Every Saturday, Meenu Kaushal, a teacher who stays in Mayur Vihar, and her friend drive down 8 km to Ghazipur to buy their weekly stock of fruits and vegetables from a wholesale market on the eastern fringes of the national capital.
This way their costs come down by about a quarter, compared to the neighbourhood vegetable vendor.
“Less fruits, less biscuits, less detergent and less movies at multiplexes. We are cutting expenses where we can,” said Kaushal.

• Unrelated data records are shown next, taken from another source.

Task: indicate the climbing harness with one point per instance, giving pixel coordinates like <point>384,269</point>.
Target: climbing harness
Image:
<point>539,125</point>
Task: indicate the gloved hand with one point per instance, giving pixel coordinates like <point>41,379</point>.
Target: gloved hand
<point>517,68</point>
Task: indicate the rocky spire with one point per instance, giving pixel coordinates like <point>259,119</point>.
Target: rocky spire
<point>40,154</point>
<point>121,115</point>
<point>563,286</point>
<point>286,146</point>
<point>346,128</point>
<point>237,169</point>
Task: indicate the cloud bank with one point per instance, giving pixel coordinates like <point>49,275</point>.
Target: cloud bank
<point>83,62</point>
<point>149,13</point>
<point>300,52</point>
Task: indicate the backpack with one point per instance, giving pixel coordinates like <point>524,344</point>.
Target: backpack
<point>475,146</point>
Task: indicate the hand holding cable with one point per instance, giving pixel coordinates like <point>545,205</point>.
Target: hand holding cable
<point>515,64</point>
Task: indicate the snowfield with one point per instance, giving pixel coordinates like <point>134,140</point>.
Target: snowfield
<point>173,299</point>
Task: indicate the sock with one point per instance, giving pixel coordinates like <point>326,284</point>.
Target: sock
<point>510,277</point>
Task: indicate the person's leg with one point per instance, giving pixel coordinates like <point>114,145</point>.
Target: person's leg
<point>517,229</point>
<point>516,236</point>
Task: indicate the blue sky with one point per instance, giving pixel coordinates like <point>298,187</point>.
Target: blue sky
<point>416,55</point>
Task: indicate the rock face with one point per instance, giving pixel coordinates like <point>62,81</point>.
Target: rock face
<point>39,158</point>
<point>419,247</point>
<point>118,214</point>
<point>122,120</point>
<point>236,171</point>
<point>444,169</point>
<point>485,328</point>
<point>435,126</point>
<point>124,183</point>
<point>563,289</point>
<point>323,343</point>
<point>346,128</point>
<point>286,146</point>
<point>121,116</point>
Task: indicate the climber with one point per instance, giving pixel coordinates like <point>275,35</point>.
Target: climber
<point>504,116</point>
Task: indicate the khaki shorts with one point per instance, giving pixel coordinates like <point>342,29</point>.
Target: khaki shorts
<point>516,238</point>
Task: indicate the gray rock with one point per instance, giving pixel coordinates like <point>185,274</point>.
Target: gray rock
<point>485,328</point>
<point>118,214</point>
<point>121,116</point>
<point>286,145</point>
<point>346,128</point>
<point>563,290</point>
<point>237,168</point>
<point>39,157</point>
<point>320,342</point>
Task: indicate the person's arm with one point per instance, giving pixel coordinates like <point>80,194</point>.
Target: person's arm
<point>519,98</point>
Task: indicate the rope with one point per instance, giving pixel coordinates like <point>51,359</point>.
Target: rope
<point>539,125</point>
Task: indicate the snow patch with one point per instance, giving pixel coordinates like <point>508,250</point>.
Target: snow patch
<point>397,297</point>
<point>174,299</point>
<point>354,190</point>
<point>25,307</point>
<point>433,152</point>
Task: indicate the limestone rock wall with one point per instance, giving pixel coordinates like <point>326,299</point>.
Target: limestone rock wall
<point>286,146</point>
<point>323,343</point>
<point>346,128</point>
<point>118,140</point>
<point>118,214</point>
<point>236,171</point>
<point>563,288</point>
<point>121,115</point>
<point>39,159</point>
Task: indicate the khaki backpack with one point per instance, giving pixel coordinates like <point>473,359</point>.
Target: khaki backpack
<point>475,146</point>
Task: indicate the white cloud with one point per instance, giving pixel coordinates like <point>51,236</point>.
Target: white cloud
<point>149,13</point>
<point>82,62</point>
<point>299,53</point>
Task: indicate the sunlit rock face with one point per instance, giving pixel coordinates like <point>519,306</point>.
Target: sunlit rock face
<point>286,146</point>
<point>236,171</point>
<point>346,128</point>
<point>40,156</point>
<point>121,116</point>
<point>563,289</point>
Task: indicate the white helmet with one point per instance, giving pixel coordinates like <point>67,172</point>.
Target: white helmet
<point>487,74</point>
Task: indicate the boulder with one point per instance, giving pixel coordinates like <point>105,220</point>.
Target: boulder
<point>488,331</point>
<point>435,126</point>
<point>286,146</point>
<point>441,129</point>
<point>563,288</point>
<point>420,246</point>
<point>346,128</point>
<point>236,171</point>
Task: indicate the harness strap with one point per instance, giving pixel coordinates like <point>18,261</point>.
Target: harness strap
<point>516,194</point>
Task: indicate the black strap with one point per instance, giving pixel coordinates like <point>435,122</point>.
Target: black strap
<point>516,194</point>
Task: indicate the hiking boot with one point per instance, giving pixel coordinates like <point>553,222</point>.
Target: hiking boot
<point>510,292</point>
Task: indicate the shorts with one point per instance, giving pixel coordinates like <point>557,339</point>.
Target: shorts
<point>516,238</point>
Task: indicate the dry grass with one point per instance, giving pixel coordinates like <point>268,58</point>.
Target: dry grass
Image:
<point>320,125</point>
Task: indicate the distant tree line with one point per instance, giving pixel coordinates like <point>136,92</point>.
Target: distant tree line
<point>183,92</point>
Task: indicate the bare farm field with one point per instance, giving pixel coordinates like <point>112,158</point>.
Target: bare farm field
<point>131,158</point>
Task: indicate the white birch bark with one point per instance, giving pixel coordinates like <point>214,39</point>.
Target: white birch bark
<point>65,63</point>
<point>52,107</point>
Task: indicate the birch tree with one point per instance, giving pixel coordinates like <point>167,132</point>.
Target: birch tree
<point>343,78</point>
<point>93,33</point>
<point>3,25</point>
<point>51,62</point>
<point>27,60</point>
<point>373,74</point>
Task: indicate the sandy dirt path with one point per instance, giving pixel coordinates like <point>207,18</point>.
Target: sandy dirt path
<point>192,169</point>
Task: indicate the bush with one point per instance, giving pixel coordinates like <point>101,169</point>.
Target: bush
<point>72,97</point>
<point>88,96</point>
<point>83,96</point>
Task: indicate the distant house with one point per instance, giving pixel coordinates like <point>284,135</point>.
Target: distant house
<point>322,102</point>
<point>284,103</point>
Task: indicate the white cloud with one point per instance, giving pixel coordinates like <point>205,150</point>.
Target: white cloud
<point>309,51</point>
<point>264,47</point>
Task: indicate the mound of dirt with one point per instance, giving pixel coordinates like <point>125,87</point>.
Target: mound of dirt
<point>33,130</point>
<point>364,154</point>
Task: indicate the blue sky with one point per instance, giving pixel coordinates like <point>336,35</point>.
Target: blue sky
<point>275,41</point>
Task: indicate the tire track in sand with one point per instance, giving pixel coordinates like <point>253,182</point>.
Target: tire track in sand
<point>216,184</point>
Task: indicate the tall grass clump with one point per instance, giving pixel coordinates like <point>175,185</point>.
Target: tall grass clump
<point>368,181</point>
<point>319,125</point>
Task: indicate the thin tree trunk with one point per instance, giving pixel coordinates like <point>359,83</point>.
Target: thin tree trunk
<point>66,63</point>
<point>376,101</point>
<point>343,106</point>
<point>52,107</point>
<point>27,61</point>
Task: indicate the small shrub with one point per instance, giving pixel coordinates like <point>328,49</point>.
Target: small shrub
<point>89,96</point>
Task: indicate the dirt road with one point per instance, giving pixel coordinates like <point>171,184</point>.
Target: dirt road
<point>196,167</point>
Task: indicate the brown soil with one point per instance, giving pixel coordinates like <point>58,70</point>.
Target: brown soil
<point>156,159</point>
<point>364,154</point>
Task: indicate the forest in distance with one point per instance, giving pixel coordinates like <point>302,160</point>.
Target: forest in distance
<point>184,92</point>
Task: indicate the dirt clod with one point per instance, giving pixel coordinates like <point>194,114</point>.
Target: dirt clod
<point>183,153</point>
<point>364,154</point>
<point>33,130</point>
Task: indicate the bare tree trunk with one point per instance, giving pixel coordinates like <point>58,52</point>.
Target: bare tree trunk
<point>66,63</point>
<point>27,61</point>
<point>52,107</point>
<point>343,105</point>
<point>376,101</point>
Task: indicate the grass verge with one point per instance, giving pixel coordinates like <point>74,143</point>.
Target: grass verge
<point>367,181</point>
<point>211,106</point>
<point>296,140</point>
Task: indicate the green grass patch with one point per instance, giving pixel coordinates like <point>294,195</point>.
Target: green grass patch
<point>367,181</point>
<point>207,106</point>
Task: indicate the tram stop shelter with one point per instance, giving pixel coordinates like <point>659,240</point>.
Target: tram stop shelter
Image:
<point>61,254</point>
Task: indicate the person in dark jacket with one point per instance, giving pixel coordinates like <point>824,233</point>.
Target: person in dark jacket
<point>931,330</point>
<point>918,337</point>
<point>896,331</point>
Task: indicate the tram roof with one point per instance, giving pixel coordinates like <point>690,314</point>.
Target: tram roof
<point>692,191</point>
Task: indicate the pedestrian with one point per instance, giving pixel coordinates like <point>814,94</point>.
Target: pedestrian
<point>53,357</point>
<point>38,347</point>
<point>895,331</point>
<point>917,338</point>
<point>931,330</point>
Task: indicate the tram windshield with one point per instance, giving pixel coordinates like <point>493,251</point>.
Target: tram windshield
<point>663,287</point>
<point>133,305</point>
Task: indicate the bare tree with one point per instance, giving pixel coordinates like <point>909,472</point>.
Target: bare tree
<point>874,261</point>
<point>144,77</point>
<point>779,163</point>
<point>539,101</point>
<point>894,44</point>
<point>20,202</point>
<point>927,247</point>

For finance minister Pranab Mukherjee and RBI governor D Subbarao, the slew of recent data adds to an array of problems, graver than just mounting grocery, vegetable and travel bills.
The slowdown is here. It’s real and hurting.
Last week, the government’s annual report card presented a not-so-pretty picture. The growth rate of the economy has slowed to 5.3% in the last quarter of 2011-12, the worst since 2003-04.
So, what’s behind the sudden turnabout in an economy which, until not so long ago, was the global investors’ hotspot? It appears that domestic uncertainty and policy missteps were hurting India’s prospects more than external factors.
A few days ago, the union cabinet quickly bottled up a proposal to open the pension sector to foreign investment for fear of its key ally, Trinamool Congress. Experts point out that managing a restive alliance has consumed more time than prudent policy making.
“The government should bring economic reforms. Acting first and thinking later will not work,” Yashwant Sinha, BJP leader and former finance minister told HT. “Before putting the pensions bill on the Cabinet’s agenda today, for instance, it should have spoken to (Trinamool Congress) chief Mamata Banerjee.”
Days after party leaders discussed the political fallout of economic slowdown, lower job growth and high inflation in the Congress Working Committee (CWC), the ruling party’s highest decision making body, Prime Minister Manmohan Singh presided over a meeting that announced a set of ambitious targets to fast-track infrastructure projects spanning several sectors across expressways and bullet trains.
Experts say that immediate action is required on several issues such as cutting interest rates and easing foreign direct investment norms (see graphic).
“Stubborn inflation, below-trend growth and rupee depreciation are symptoms of the underlying economic imbalances due to a combination of policy incoherence, shifting global risk appetite and a comatose government,” said Rajeev Malik, senior economist at broking and research firm CLSA.